After, the observed findings in the transmission electron micrographs, our next objective was to identify the cell death induced by P. gingivalis and the effect of cystatin C on this phenomenon. For this, we carried out three tests; TUNEL, Annexin V activity, and caspase 3.

Detection of DNA strand breaks

The TUNEL assay was performed to detect apoptotic cell death by enzymatic labeling of DNA strand breaks with fluorescein dUTP and TdT. The control groups were, macrophages non-stimulated (Fig. 7A), and incubated with DNase 1 (Fig. 7B). Incubation with cystatin C-stimulated macrophages (Fig. 7C) did not exhibit cell apoptosis. In contrast, cells incubated with P. gingivalis for 96 h showed 57% macrophage apoptosis compared to the uninfected control group (Figs. 7D, 7F). Interestingly, cystatin C significantly decreased cell apoptosis by 20%, in macrophages infected with P. gingivalis (Figs. 7E, 7F).

Detection of phosphatidylserine on the surface of macrophages

Additionally, the cell death of macrophages was studied by the surface expression of PS using Ann-V in conjunction with propidium iodide (PI) and fluorescein-activated cell sorting (FACS) analysis. Untreated cells were used as a negative control (Fig. 7G) and DNase I-treated cells as a positive control (Fig. 7H). The percentage of apoptotic cells in the infected macrophage group was 78.3% (Figs. 7J, 7L). After macrophage simulation with cystatin C, (Fig. 7I), the percentage of apoptosis in infected macrophages decreased to 30.5%, as shown in Figs. 7K, 7L.

Caspase-like proteases are involved in macrophage death

The morphological and cellular changes associated with apoptosis are due to the activation of the caspase cascade, most notably the executioner caspase 3 (Earnshaw, Martins & Kaufmann, 1999). Caspase-3 activation plays a key role in the initiation of cellular events during the early apoptotic process. We examined whether the bacterium inside macrophages can induce caspase-3 activation and the effect of cystatin C in this activation.

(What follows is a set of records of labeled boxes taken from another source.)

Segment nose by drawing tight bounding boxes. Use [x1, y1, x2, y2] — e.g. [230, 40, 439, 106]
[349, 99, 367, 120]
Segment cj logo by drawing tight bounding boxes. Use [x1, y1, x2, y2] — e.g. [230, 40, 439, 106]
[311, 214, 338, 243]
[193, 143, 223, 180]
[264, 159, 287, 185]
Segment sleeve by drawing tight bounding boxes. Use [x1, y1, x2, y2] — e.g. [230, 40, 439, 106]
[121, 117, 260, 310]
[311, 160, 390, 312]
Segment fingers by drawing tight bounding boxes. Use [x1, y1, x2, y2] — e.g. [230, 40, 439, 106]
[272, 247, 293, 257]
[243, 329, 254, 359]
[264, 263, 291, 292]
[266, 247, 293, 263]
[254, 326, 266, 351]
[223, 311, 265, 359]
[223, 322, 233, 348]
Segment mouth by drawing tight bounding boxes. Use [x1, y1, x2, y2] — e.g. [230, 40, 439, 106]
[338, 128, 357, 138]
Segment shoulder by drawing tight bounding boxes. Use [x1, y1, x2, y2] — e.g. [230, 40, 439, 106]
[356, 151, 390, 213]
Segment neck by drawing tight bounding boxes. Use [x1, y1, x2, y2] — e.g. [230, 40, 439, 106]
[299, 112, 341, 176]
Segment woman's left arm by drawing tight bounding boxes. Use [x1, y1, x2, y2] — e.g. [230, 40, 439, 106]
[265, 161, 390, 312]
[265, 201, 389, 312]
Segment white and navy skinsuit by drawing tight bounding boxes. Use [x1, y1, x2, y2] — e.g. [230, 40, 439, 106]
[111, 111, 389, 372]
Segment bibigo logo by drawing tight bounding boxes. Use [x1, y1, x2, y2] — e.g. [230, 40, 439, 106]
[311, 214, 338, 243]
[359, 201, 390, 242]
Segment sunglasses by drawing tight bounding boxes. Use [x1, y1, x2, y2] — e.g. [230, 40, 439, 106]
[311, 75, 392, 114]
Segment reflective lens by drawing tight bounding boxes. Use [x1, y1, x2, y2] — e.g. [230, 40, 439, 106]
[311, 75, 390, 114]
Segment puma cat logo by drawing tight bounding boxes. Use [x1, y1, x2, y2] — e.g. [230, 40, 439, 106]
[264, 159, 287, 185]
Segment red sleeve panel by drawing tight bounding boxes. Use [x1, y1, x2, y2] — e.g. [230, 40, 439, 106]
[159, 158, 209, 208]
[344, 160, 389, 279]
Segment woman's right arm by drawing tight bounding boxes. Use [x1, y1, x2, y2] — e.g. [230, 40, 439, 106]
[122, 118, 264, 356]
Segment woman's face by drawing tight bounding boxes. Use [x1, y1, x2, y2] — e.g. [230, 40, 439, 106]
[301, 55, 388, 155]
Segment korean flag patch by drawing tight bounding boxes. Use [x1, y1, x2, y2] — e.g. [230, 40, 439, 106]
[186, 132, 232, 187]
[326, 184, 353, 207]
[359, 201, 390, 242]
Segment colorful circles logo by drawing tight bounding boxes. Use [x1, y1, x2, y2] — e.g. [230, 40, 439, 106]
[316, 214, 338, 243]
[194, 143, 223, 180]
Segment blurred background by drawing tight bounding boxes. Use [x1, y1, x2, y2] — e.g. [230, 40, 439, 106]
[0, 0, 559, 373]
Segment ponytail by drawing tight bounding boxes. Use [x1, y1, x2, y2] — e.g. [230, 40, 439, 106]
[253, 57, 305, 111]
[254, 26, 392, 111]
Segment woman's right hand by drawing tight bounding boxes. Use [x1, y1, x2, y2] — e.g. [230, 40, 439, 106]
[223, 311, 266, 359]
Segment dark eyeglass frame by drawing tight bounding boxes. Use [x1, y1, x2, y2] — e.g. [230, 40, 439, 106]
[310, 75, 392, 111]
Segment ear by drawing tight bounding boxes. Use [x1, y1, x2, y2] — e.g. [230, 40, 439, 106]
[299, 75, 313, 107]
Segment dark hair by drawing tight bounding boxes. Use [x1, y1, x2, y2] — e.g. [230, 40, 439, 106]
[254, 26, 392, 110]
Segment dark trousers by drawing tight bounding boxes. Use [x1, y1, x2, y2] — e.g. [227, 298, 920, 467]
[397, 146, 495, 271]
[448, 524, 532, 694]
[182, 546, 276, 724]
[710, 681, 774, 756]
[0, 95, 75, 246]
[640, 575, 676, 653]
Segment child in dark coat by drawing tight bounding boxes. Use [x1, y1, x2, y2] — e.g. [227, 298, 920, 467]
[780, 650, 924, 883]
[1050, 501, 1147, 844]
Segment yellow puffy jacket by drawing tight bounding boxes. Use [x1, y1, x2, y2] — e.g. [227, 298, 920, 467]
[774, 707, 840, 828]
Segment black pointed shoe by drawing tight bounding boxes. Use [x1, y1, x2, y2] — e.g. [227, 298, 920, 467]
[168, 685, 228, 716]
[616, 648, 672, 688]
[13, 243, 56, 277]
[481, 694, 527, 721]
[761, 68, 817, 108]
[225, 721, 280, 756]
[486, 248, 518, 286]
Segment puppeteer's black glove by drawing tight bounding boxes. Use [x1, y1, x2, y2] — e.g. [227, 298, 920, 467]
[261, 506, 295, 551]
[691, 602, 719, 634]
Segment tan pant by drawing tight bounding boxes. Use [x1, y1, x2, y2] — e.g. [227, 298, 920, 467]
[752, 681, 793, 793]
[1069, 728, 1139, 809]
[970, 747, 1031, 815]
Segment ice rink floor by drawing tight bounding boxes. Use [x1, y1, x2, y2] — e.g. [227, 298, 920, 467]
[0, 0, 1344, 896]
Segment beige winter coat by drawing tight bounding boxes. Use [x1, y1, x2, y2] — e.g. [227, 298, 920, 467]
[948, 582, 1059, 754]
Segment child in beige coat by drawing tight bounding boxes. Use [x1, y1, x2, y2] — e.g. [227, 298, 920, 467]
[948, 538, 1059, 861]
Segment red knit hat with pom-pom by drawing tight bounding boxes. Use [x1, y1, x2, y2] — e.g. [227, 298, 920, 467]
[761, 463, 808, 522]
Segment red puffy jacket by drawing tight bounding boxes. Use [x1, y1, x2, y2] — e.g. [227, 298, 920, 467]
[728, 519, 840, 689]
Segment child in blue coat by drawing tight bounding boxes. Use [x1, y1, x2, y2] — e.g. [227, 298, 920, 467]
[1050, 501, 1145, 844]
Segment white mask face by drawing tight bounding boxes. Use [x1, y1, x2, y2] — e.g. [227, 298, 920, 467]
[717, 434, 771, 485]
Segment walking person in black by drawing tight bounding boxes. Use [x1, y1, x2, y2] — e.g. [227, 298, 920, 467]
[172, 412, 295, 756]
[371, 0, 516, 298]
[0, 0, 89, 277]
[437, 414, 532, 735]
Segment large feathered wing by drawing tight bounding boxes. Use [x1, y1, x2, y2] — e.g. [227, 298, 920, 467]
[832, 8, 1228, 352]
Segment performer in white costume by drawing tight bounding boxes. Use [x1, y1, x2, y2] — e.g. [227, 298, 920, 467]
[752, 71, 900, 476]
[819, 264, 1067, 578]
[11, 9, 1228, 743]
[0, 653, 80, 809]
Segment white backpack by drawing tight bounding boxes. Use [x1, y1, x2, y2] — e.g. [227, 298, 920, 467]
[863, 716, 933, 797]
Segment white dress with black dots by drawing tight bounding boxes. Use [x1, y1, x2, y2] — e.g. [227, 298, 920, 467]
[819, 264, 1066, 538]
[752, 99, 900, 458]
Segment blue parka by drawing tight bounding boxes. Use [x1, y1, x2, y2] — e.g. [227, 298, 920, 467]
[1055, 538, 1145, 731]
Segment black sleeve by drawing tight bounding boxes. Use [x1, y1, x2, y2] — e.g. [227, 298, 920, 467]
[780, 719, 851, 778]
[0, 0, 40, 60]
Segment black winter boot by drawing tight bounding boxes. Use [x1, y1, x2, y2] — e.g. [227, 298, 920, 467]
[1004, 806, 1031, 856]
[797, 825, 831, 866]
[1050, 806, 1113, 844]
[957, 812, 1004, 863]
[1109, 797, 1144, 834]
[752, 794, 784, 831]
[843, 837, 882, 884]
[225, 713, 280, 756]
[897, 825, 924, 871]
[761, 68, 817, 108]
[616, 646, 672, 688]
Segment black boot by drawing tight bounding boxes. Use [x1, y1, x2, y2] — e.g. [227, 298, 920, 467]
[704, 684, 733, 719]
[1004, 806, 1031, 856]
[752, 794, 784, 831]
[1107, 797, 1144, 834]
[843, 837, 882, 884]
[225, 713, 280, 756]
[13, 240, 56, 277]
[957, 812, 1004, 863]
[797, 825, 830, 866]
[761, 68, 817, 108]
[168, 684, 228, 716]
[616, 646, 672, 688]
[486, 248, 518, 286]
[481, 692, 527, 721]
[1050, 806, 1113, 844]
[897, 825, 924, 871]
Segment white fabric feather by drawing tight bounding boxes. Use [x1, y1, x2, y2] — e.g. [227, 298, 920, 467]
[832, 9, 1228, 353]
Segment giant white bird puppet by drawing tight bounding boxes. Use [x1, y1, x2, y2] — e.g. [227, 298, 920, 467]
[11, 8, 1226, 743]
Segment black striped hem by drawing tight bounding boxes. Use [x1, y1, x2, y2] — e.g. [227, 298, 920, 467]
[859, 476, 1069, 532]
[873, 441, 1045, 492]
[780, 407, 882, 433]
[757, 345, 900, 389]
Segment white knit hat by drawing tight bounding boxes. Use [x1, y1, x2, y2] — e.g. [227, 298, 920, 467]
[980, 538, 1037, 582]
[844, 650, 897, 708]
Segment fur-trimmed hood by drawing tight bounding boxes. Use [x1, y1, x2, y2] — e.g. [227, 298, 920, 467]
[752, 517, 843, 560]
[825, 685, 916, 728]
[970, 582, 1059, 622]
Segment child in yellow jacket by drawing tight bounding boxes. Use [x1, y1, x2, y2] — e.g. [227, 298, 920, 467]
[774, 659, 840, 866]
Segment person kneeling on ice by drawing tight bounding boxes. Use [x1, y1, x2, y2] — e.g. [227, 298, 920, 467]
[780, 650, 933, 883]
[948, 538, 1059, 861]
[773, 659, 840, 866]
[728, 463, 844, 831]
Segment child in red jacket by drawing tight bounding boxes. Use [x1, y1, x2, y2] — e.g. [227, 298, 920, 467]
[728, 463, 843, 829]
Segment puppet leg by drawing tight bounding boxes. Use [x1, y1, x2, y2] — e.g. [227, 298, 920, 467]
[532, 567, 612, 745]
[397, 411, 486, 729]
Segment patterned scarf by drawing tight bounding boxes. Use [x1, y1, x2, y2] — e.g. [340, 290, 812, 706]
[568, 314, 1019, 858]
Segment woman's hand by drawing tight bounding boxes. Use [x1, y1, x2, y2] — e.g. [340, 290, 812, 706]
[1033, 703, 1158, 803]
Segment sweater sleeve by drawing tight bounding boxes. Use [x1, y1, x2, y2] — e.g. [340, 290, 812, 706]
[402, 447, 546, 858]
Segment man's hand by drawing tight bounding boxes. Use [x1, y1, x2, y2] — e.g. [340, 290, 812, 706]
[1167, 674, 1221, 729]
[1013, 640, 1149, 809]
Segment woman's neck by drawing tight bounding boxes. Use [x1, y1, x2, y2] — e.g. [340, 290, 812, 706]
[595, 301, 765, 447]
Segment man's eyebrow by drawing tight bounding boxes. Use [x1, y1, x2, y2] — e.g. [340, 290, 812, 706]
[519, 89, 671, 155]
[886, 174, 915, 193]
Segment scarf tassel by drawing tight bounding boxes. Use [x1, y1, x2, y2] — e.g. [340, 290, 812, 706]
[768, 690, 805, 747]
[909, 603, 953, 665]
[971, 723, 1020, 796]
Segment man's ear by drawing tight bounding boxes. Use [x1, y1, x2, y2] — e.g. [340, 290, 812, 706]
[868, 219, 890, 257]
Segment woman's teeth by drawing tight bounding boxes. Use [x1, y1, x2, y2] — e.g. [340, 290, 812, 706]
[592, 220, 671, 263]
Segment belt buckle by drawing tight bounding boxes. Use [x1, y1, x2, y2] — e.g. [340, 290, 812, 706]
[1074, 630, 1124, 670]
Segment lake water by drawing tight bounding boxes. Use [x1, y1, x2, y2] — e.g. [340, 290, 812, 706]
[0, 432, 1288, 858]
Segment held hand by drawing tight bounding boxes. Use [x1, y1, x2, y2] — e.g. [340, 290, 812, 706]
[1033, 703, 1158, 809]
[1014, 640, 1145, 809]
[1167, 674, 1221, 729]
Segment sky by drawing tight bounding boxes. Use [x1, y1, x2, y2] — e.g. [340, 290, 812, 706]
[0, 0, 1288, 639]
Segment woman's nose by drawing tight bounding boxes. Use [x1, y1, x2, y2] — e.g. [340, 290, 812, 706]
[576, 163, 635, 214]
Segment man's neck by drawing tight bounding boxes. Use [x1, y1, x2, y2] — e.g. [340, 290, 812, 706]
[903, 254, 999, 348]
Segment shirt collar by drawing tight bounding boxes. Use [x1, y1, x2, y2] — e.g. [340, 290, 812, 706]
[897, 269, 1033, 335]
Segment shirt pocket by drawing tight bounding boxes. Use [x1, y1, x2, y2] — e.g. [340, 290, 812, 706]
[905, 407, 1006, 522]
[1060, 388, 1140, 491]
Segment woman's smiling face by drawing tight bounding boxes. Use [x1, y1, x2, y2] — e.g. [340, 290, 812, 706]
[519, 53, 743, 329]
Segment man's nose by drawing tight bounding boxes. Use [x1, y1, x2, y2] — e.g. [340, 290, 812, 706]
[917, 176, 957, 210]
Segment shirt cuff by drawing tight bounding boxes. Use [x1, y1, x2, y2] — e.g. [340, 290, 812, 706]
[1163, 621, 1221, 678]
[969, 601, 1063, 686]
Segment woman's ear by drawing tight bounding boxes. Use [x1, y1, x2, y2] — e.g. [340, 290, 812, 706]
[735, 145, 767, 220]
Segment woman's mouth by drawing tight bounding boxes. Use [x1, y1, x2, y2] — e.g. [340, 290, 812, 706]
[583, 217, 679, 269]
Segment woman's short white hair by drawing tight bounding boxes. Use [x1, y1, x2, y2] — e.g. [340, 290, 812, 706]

Our results showed a significant increase in macrophage caspase-3 activity after 96 h of challenging with P. gingivalis, compared to the control group (Fig. 7M). Yet after adding Cystatin C, a significant decrease in macrophage caspase-3 activity was observed (Fig. 7M).

As a whole, these results show that macrophage apoptosis occurs after exposure to P. gingivalis and that cystatin C could participate by inhibiting caspase 3 activity, thereby, decreasing the apoptotic process observed in macrophages infected with P.gingivalis.